The name “Ichiriki” also has a relation to the 47 rōnin. Originally, the establishment was called the Yorozu-ya (万屋), meaning “general store,” and its entrance had a sign with 万 written on it. In the bunraku puppet play Kanadehon Chūshingura, which was composed in 1748 and based on the Akō incident, it appeared as Ichiriki (一力), parodying the Yorozu-ya sign, perhaps to avoid comparison to its real-life counterpart. The play became a huge hit, however, and eventually the teahouse adopted the popular name.

Over the course of its history, access to the Ichiriki has been the height of exclusivity and luxury, and remains so. Many of its patrons have ties to the teahouse that can be traced back several generations, and it is said to be nearly impossible to join. As is customary, the “teahouse” does not provide tea or food, except drinks served by the geisha.

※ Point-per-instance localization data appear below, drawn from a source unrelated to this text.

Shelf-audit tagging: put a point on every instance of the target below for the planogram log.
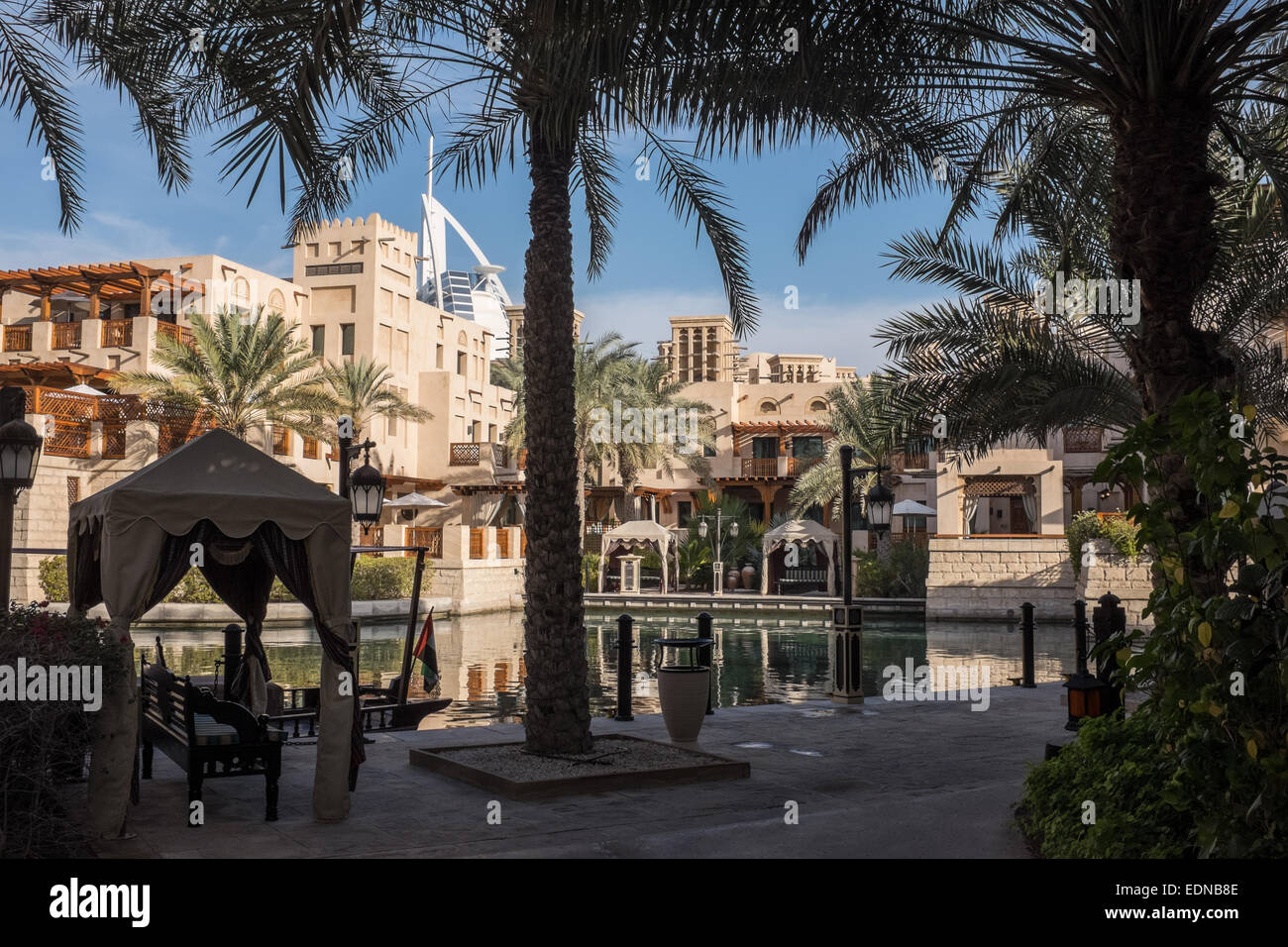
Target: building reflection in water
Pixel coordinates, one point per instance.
(768, 661)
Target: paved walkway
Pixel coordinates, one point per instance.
(877, 780)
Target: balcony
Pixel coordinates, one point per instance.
(17, 338)
(116, 334)
(428, 536)
(760, 467)
(464, 455)
(178, 333)
(1082, 440)
(799, 466)
(65, 335)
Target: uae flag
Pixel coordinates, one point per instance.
(426, 654)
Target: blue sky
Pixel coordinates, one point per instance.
(656, 269)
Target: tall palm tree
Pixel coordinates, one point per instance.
(996, 368)
(600, 373)
(362, 389)
(647, 386)
(240, 372)
(1164, 76)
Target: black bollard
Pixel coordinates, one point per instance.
(1080, 631)
(707, 654)
(1026, 628)
(625, 646)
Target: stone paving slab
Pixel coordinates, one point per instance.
(898, 780)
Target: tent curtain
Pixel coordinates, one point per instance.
(243, 579)
(1030, 509)
(290, 561)
(484, 509)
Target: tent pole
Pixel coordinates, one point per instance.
(412, 613)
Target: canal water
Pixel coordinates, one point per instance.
(756, 661)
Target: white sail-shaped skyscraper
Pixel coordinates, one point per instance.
(476, 294)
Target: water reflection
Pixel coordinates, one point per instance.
(758, 661)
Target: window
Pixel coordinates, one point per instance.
(333, 269)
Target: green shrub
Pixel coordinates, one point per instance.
(374, 579)
(1089, 526)
(53, 578)
(1125, 772)
(901, 575)
(44, 742)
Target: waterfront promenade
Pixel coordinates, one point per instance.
(900, 780)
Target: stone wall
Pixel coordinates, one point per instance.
(1111, 571)
(983, 578)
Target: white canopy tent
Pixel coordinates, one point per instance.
(638, 534)
(250, 518)
(804, 532)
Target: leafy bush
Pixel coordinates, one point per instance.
(44, 744)
(901, 575)
(374, 579)
(1119, 766)
(1089, 526)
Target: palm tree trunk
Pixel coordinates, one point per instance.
(558, 718)
(1163, 235)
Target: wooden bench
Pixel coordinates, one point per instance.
(205, 736)
(803, 577)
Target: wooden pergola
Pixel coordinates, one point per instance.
(98, 282)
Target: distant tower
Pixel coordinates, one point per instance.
(478, 295)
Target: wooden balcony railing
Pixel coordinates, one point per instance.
(174, 331)
(1082, 440)
(428, 536)
(68, 440)
(799, 466)
(760, 467)
(17, 338)
(464, 455)
(65, 335)
(117, 333)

For a brief period of a few nights in 2006, the Ichiriki and four other o-chaya offered general access to a small number of tourists without invitation or accompaniment of patrons. This was part of the Kyoto City Tourist Association’s special program, and the tickets—which were limited to 30 and cost ¥40,000—sold out quickly. While it is uncertain if such opportunity will arise again, it suggests that it is not impossible to visit the Ichiriki—only extremely difficult.